Cet homme qui se laisse transformer en produit d’entretien pour enfin se rendre utile. Cette ville de verre qui ne cesse de grandir en se nourrissant des cadavres de ses habitants. Ce vieillard croisé dans le désert, qui est peut-être Le Petit Prince de Saint-Exupéry 70 ans plus tard. Ce gros dormeur qui tombe amoureux de la roche où il fait la sieste et finit par se confondre avec elle… À travers la cocasserie de situations improbables et une galerie de portraits décalés, ce livre est une constante invitation à rire (jaune!) de nous-mêmes et de notre monde.
Une tonique causticité poussée à l’extrême; un humour au scalpel porté par un style dense et musclé; la charge à la fois implacable et désopilante de la satire sociale… et une invariable pointe de tendresse: avec ses Farfulettes, Marie-Hortense Lacroix nous a concocté une savoureuse recette pour croquer joyeusement le cynisme contemporain. Tout en nous invitant à explorer ce territoire troublant où se côtoient le rire et la douleur.
Marie-Hortense Lacroix est née en 1972. Après des études en sciences de la matière, elle fait le choix de se consacrer à la musique, à l’écriture et au théâtre, autres formes de laboratoires du monde tel qu’il vit.
La première chose que l'on vit arriver était une surface bombée, couleur sable pâle, brillante et criblée de minuscules cratères. Cela ressemblait à la calotte d'un œuf d'autruche. Mais tout de même, un œuf, ç'aurait été étonnant.
Puis, au bout de quelques minutes, se découvrirent peu à peu une mince couronne de cheveux gris clair et le fil d'un nez aquilin. Il y eut un petit gémissement. Comme tous les matins, la petite vieille accouchait du petit vieux.

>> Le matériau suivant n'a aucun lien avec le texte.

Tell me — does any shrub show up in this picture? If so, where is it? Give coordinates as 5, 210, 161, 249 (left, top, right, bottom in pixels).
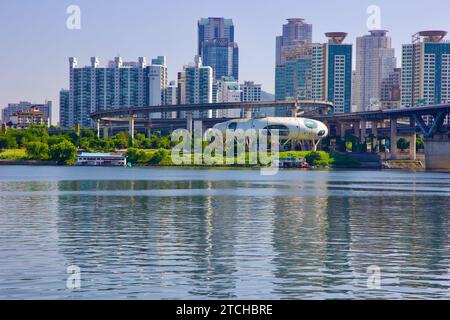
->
125, 148, 151, 163
25, 141, 48, 160
50, 141, 77, 165
149, 149, 170, 165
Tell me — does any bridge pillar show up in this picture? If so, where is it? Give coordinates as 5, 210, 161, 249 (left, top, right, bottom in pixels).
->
353, 121, 361, 139
425, 133, 450, 170
409, 132, 417, 160
186, 112, 193, 134
103, 127, 109, 139
97, 120, 100, 139
244, 108, 252, 119
372, 121, 380, 153
128, 118, 134, 141
390, 118, 397, 160
359, 120, 367, 144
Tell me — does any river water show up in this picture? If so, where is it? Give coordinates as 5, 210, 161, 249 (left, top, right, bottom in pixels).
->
0, 166, 450, 299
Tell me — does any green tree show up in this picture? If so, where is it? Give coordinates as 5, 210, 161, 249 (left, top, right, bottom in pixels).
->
397, 138, 410, 151
149, 149, 170, 165
50, 141, 77, 165
125, 148, 150, 163
47, 135, 68, 147
25, 141, 48, 160
0, 134, 18, 149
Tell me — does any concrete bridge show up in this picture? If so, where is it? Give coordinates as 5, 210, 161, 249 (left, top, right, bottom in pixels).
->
91, 101, 450, 170
313, 104, 450, 170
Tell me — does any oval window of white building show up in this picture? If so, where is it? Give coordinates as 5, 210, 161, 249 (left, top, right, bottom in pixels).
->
305, 119, 319, 129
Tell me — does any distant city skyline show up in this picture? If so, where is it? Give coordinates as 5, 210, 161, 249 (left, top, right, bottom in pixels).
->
0, 0, 450, 122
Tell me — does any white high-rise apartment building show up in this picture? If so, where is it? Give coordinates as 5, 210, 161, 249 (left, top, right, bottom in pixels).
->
216, 77, 242, 119
353, 30, 397, 111
178, 56, 214, 119
148, 56, 168, 119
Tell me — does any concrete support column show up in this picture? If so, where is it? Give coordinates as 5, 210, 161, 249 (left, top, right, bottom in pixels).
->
425, 134, 450, 170
186, 112, 193, 134
97, 120, 100, 139
244, 108, 252, 119
409, 133, 417, 160
128, 118, 134, 140
353, 121, 361, 138
291, 106, 298, 118
360, 120, 367, 144
372, 121, 380, 153
338, 122, 347, 141
390, 118, 397, 160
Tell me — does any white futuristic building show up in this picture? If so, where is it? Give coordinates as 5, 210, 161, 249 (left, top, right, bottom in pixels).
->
214, 117, 328, 149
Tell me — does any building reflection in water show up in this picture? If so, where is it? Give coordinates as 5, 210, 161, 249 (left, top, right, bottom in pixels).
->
51, 175, 450, 299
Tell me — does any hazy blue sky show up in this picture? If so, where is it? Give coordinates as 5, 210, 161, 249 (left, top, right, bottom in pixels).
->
0, 0, 450, 121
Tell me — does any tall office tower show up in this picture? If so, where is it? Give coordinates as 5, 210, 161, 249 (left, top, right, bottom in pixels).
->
198, 18, 239, 80
216, 77, 242, 118
326, 32, 353, 113
275, 45, 313, 103
354, 30, 397, 111
275, 32, 352, 116
401, 30, 450, 107
240, 81, 275, 117
163, 81, 178, 119
179, 56, 214, 119
68, 57, 149, 128
59, 89, 70, 128
276, 18, 312, 65
147, 56, 168, 119
380, 68, 402, 109
2, 101, 53, 124
240, 81, 262, 102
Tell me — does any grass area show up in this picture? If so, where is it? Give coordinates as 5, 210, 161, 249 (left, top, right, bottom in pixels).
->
0, 149, 28, 161
127, 149, 360, 168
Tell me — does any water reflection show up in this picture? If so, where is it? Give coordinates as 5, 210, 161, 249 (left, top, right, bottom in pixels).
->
0, 168, 450, 299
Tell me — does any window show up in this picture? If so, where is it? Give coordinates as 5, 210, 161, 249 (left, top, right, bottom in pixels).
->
265, 125, 290, 138
305, 119, 319, 129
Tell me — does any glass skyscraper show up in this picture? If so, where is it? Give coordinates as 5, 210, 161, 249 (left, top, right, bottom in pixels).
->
198, 18, 239, 80
275, 28, 352, 116
354, 30, 397, 111
401, 31, 450, 107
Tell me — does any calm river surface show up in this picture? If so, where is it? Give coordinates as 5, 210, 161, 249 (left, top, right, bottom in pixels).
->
0, 166, 450, 299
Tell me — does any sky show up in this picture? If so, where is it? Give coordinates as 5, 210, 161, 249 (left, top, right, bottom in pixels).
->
0, 0, 450, 124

Avec le temps, bien sûr, avec la répétition quotidienne, cela devenait de moins en moins douloureux, de moins en moins pénible, de plus en plus rapide. À onze heures, tout serait fini. Mais quand même, cela faisait pitié, de voir ainsi une pauvre vieille femme s'acharner, s'épuiser, souffrir le martyre pour produire quelque chose d'aussi laid, d'aussi inutile, et surtout quelque chose aussi vide d'avenir.
Bientôt, le petit vieux fut complètement sorti. On avait toujours une légère appréhension, à la dernière minute, une fois passés les gros genoux calleux, et l'on essayait de ralentir l'expulsion. Non seulement parce que le vieux avait toujours eu des pieds démesurés par rapport à son frêle corps, et qu'il s'obstinait à les garder en flexion perpendiculaire, mais surtout parce qu'il était arrivé plusieurs fois que ses lacets s'emmêlassent avec le cordon ombilical. C'était alors toute une affaire pour démêler ce paquet de nœuds sans faire trop de dégâts. Parfois, même, une chaussure restait à l'intérieur, et personne n'avait tellement envie d'aller la chercher ; on devait tirer au sort. Heureusement, il y avait aussi des jours où tout se passait bien.
La sage-femme tenait le petit vieux sous les aisselles; il se débattait comme un diable, avec d'horribles contorsions de bouche, en roulant des yeux et en poussant de petits cris enroués.
— Je vous le passe ou je le mets directement à sécher? demanda-t-elle.
— Séch-ch-er... répondit la vieille dans un souffle exténué, le dernier soupir d'un asthmatique à bout de force.
Pendant que la sage-femme coupait le cordon, la vieille évacuait ses derniers remords. Les premiers jours, c'est sûr, elle avait pris le vieux sur son ventre quelques minutes, en lui susurrant des mots câlins, avant de l'envoyer à la toilette. Non pas que la chose lui eût fait spécialement envie, mais elle avait lu dans la presse spécialisée que ce premier contact extraordinairement émouvant tisserait les liens indéfectibles de leur amour futur, et qu'il n'y avait pas meilleur pour la construction psychologique du petit. Et puis, le temps passant, quand elle avait vu la tournure que prenaient les choses, elle avait vite fait une croix sur ces bons principes. Il faut dire, aussi, que ce costume de gros velours vert tout gluant, et cette odeur de vieillard mouillé, ça n'était guère ragoûtant.